Errors on DAT TLZ06 and dd

From: Lucio Chiappetti <lucio_at_ifctr.mi.cnr.it>
Date: Mon, 22 Dec 1997 09:19:51 +0100 (MET)

Last week I had problems with a DAT TLZ06 drive attached on the 2nd SCSI bus
of our Alpha 200/100 (DU 3.2). I was getting lots of errors (I tried with at
least 5 different tapes, which could be read on another unit attached to Sun)
and called DEC maintenance. They came and replaced the drive last Friday.

Friday evening and Sunday afternoon I tried reading one of my tapes, and I'm
still getting errors sporadically and in peculiar conditions.

The tape is a sequence of some 900 blocked files, each one may have a
different blocksize.

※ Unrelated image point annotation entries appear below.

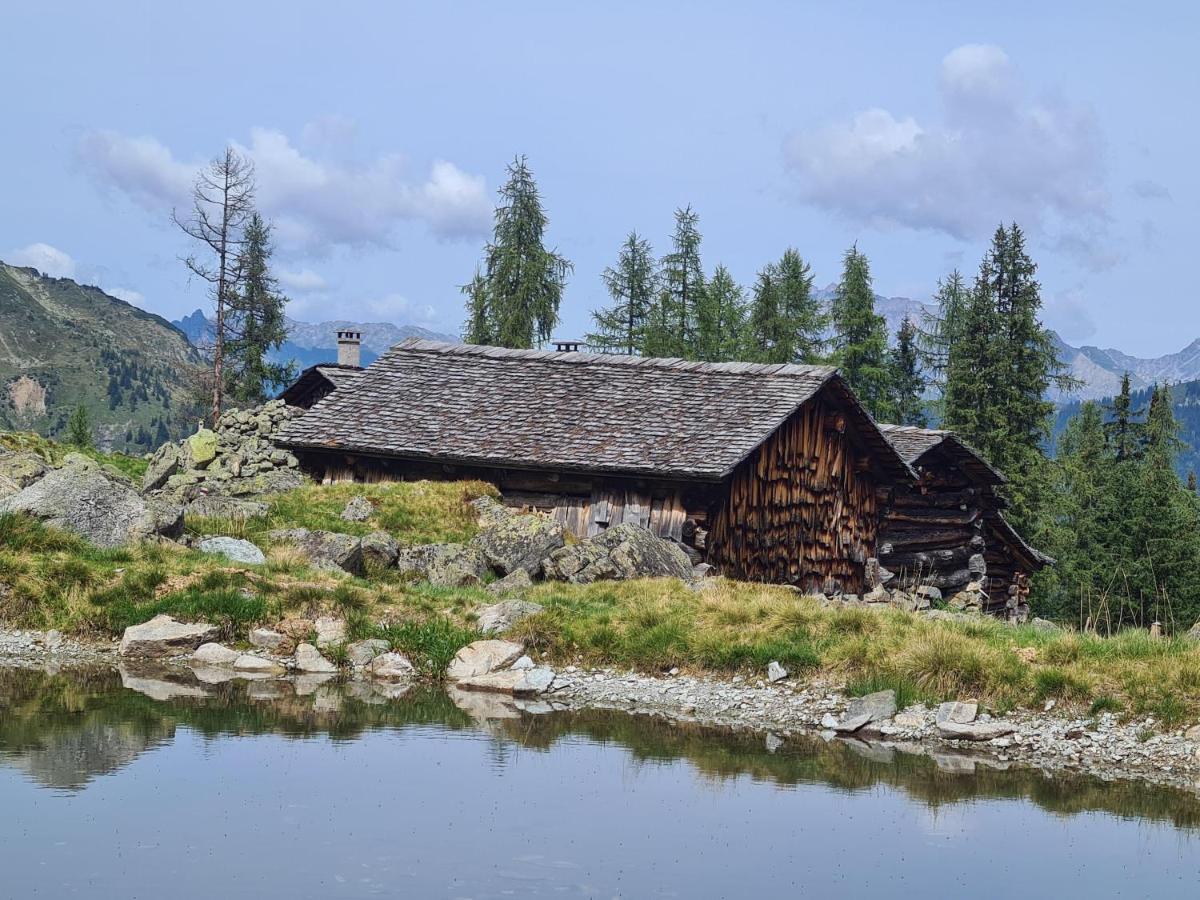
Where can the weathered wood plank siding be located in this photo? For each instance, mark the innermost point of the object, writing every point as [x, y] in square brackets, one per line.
[802, 509]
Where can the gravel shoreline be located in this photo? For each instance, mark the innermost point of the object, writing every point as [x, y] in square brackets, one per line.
[1098, 745]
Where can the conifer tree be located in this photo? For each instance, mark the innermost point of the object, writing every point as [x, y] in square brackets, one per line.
[907, 381]
[720, 319]
[633, 285]
[516, 304]
[681, 292]
[255, 321]
[861, 340]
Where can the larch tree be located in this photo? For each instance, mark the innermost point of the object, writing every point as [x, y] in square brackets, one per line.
[720, 318]
[516, 304]
[907, 379]
[255, 321]
[861, 337]
[633, 285]
[222, 203]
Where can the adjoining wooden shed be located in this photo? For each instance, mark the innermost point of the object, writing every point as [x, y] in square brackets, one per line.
[768, 472]
[949, 528]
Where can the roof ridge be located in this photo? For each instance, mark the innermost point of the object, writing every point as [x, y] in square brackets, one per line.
[421, 345]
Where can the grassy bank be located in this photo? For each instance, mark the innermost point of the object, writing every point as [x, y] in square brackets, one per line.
[53, 580]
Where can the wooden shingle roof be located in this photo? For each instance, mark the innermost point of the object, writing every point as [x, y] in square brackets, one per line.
[913, 443]
[491, 406]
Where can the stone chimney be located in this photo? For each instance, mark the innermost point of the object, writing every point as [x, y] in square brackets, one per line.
[349, 348]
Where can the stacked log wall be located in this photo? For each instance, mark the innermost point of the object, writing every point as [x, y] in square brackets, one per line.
[802, 509]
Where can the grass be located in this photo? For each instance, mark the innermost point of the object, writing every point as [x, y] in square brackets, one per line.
[54, 580]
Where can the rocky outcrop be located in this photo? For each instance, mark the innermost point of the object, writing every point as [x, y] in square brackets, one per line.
[234, 460]
[444, 565]
[513, 541]
[163, 636]
[233, 549]
[501, 617]
[624, 551]
[96, 504]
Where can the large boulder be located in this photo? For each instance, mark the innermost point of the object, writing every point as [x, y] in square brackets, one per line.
[96, 504]
[484, 657]
[163, 636]
[510, 541]
[324, 550]
[501, 617]
[233, 549]
[444, 565]
[624, 551]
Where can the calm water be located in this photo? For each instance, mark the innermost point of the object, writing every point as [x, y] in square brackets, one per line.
[258, 791]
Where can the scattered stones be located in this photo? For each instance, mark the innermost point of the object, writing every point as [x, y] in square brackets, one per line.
[359, 509]
[163, 636]
[239, 551]
[214, 654]
[391, 667]
[330, 631]
[501, 617]
[513, 583]
[624, 551]
[867, 709]
[481, 658]
[309, 659]
[444, 565]
[257, 665]
[95, 503]
[513, 541]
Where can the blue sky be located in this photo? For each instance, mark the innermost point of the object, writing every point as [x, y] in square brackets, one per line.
[381, 133]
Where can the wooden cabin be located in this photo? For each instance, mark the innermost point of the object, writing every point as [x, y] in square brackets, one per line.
[948, 529]
[768, 472]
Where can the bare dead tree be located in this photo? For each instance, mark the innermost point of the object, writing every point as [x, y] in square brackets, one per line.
[222, 202]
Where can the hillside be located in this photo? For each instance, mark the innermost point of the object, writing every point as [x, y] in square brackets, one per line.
[64, 343]
[310, 343]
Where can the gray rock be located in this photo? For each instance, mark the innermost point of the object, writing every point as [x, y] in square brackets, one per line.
[309, 659]
[85, 498]
[444, 565]
[624, 551]
[330, 551]
[163, 636]
[391, 667]
[501, 617]
[359, 509]
[867, 709]
[511, 583]
[239, 551]
[214, 654]
[957, 713]
[379, 551]
[484, 657]
[363, 653]
[268, 640]
[510, 541]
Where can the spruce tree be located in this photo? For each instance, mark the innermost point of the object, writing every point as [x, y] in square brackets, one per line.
[907, 381]
[673, 327]
[861, 339]
[256, 322]
[633, 285]
[720, 319]
[516, 304]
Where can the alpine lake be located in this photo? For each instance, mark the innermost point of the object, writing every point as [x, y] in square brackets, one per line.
[119, 785]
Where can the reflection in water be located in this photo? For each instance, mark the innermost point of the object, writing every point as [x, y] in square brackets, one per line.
[65, 729]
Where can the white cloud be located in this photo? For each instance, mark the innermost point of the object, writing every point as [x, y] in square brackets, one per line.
[315, 203]
[47, 259]
[305, 280]
[996, 155]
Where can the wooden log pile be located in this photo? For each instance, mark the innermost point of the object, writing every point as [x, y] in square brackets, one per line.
[802, 509]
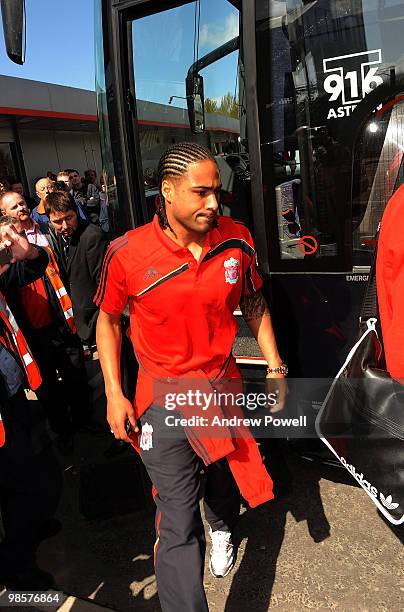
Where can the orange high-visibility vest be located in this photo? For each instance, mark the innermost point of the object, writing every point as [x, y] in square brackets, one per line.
[52, 272]
[14, 341]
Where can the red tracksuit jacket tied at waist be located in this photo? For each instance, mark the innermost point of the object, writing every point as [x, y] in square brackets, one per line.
[236, 444]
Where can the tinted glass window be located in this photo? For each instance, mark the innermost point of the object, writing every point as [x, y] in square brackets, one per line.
[185, 35]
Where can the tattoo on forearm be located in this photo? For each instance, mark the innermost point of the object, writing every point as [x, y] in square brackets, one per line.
[254, 307]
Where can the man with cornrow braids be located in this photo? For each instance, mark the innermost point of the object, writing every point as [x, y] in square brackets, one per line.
[183, 276]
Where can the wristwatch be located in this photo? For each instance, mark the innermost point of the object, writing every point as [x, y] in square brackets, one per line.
[282, 369]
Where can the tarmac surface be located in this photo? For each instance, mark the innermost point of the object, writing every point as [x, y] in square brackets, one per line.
[323, 547]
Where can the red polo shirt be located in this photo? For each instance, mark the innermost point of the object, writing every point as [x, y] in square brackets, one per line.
[390, 283]
[181, 310]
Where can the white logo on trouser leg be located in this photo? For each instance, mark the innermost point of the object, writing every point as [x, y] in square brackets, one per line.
[146, 438]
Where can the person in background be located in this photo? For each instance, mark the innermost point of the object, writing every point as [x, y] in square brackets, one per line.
[104, 217]
[51, 175]
[17, 186]
[79, 247]
[63, 183]
[4, 184]
[87, 195]
[44, 312]
[90, 178]
[30, 477]
[42, 187]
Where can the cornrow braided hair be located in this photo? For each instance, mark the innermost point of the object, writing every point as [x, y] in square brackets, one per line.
[174, 162]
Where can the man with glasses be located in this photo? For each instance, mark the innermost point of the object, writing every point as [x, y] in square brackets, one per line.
[44, 312]
[42, 188]
[87, 195]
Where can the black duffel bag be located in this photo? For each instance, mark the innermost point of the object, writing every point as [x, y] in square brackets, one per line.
[362, 418]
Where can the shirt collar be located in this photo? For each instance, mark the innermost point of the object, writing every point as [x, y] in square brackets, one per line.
[33, 229]
[212, 237]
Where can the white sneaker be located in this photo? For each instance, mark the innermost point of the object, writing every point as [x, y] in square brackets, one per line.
[221, 554]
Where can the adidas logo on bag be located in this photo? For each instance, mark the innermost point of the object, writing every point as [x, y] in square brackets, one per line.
[386, 501]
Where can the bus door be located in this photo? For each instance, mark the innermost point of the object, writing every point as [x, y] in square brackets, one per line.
[329, 88]
[165, 43]
[189, 55]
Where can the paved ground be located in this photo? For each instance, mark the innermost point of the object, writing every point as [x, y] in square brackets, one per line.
[323, 548]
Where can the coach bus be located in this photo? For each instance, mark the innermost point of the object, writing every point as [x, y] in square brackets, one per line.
[302, 102]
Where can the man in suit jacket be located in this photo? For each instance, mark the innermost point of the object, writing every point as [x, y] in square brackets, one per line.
[79, 247]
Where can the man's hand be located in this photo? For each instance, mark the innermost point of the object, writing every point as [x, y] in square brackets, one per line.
[119, 410]
[277, 384]
[17, 242]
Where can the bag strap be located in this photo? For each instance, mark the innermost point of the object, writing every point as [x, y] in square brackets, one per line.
[369, 308]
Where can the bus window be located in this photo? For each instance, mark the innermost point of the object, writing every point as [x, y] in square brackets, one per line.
[326, 58]
[377, 173]
[185, 34]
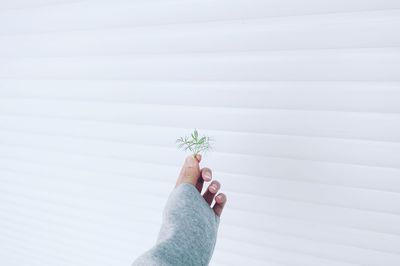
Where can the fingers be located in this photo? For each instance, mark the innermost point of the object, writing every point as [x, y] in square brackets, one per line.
[220, 201]
[190, 171]
[211, 191]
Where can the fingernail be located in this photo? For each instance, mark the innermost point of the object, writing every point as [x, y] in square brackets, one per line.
[207, 176]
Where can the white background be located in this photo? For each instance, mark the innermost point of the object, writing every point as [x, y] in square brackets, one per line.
[302, 98]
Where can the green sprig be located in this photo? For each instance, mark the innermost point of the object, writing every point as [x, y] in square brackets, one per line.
[195, 143]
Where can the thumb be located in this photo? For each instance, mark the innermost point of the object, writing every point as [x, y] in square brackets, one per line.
[190, 171]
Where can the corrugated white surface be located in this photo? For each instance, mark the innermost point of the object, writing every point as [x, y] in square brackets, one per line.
[303, 98]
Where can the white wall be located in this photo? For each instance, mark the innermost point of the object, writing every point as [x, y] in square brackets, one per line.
[302, 97]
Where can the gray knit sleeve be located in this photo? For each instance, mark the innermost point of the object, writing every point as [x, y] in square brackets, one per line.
[188, 232]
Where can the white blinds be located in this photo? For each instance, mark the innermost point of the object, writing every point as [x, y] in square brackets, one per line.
[302, 97]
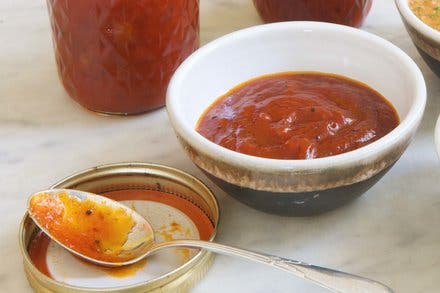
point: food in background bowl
(298, 115)
(421, 26)
(295, 187)
(427, 11)
(348, 12)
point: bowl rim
(363, 154)
(415, 22)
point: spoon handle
(333, 280)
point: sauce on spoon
(95, 229)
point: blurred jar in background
(118, 56)
(347, 12)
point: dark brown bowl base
(434, 64)
(300, 203)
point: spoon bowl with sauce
(107, 233)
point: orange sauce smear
(37, 248)
(93, 229)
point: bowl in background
(425, 38)
(295, 187)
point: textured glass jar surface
(117, 56)
(347, 12)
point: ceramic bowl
(295, 187)
(425, 38)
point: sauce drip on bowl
(93, 229)
(298, 115)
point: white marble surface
(391, 234)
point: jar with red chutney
(118, 56)
(347, 12)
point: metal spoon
(142, 244)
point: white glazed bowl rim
(363, 154)
(415, 22)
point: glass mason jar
(118, 56)
(347, 12)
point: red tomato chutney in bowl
(298, 115)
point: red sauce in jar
(118, 56)
(348, 12)
(298, 115)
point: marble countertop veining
(390, 234)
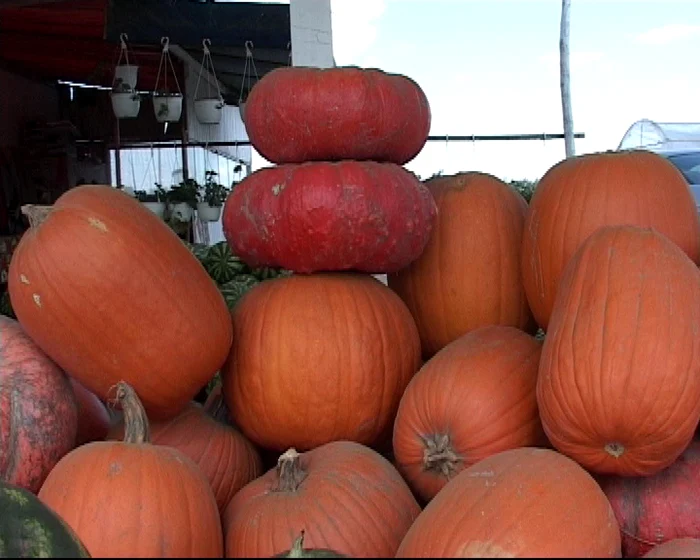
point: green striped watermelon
(221, 264)
(29, 529)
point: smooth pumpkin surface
(109, 292)
(520, 503)
(38, 415)
(581, 194)
(319, 358)
(344, 496)
(29, 529)
(224, 455)
(322, 216)
(652, 510)
(474, 398)
(299, 114)
(469, 274)
(132, 499)
(619, 380)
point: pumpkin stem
(439, 456)
(36, 214)
(290, 475)
(136, 428)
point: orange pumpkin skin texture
(343, 495)
(319, 358)
(581, 194)
(132, 499)
(619, 379)
(474, 398)
(223, 454)
(520, 503)
(676, 548)
(469, 274)
(108, 291)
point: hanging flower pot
(125, 104)
(167, 107)
(208, 213)
(209, 111)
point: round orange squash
(474, 398)
(520, 503)
(224, 455)
(132, 499)
(581, 194)
(319, 358)
(343, 495)
(469, 274)
(109, 292)
(619, 380)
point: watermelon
(29, 529)
(221, 264)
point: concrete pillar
(312, 35)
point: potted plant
(126, 102)
(183, 200)
(209, 206)
(154, 201)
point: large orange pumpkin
(343, 495)
(109, 292)
(579, 195)
(520, 503)
(223, 454)
(319, 358)
(619, 380)
(469, 274)
(132, 499)
(474, 398)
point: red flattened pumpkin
(132, 499)
(581, 194)
(319, 358)
(474, 398)
(344, 496)
(296, 114)
(109, 292)
(520, 503)
(365, 216)
(619, 380)
(38, 414)
(469, 274)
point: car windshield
(689, 165)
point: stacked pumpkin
(320, 359)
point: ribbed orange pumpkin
(319, 358)
(581, 194)
(474, 398)
(469, 274)
(108, 291)
(619, 380)
(344, 496)
(521, 503)
(224, 455)
(132, 499)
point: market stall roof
(78, 40)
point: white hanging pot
(126, 105)
(128, 74)
(182, 211)
(158, 208)
(209, 111)
(208, 213)
(167, 108)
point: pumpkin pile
(423, 418)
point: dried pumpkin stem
(136, 428)
(36, 214)
(439, 455)
(290, 474)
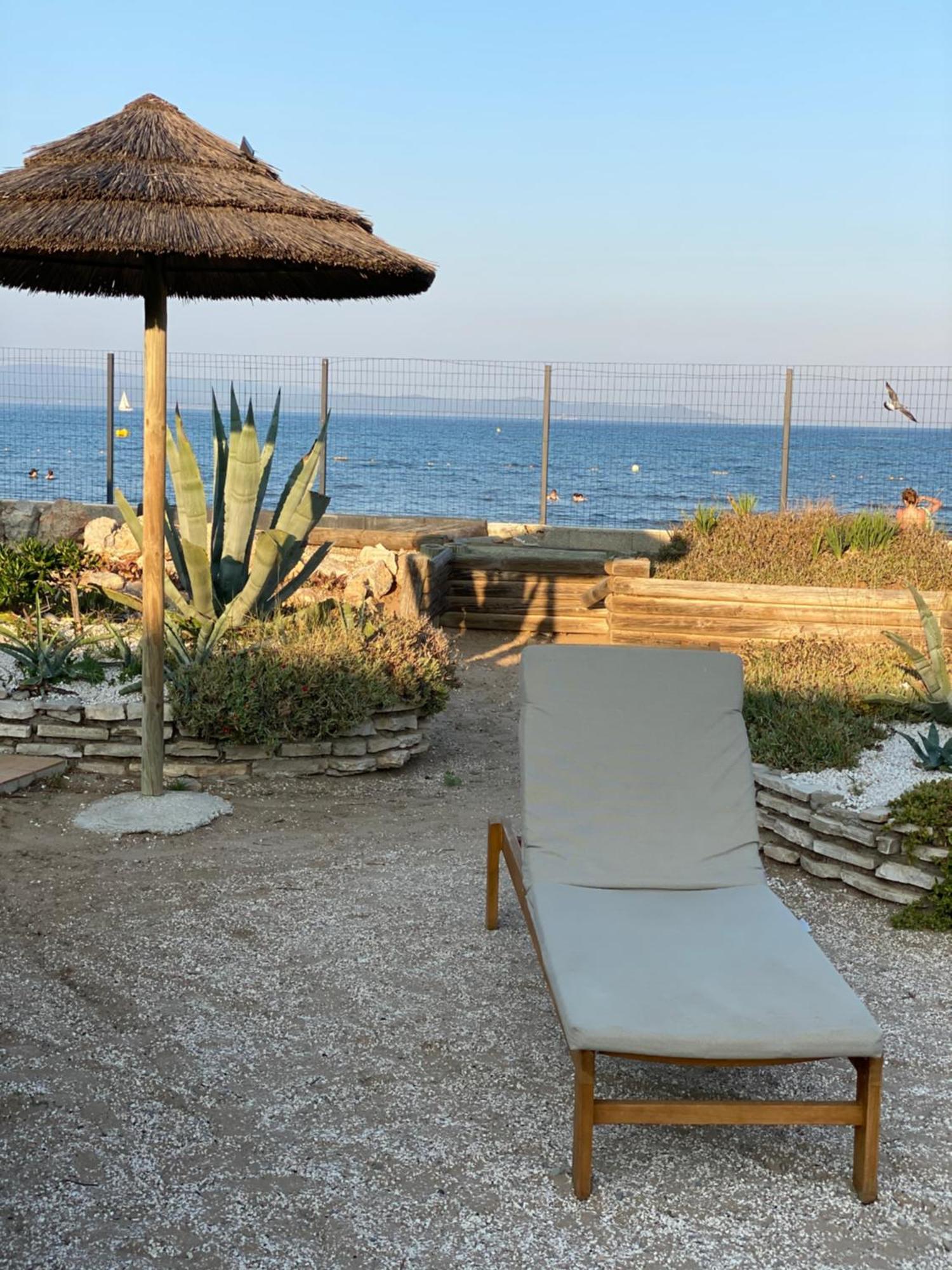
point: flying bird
(893, 403)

The tape is read by a sequence of "dd" commands like
e.g. the following :

dd if=/dev/nrmt0h of=pd.instdir ibs=04752 cbs=0132 conv=unblock
dd if=/dev/nrmt0h of=ipd001.obsdir ibs=00640 cbs=0040 conv=unblock
dd if=/dev/nrmt0h of=ipd001.pdhkd000 ibs=30836
dd if=/dev/nrmt0h of=ipd001.pdeng000 ibs=31992
dd if=/dev/nrmt0h of=ipd001.p1cal000 ibs=02176
etc.

The procedure which constructs the sequence has been in use for a long time
and has been safely tested.

The tape has been FULLY analysed with /usr/field/tapex -w -m and gave no
errors whatsoever (no hard errors, and also no wrong records, missing tape
marks or other problems sometimes found on other tapes of same origin).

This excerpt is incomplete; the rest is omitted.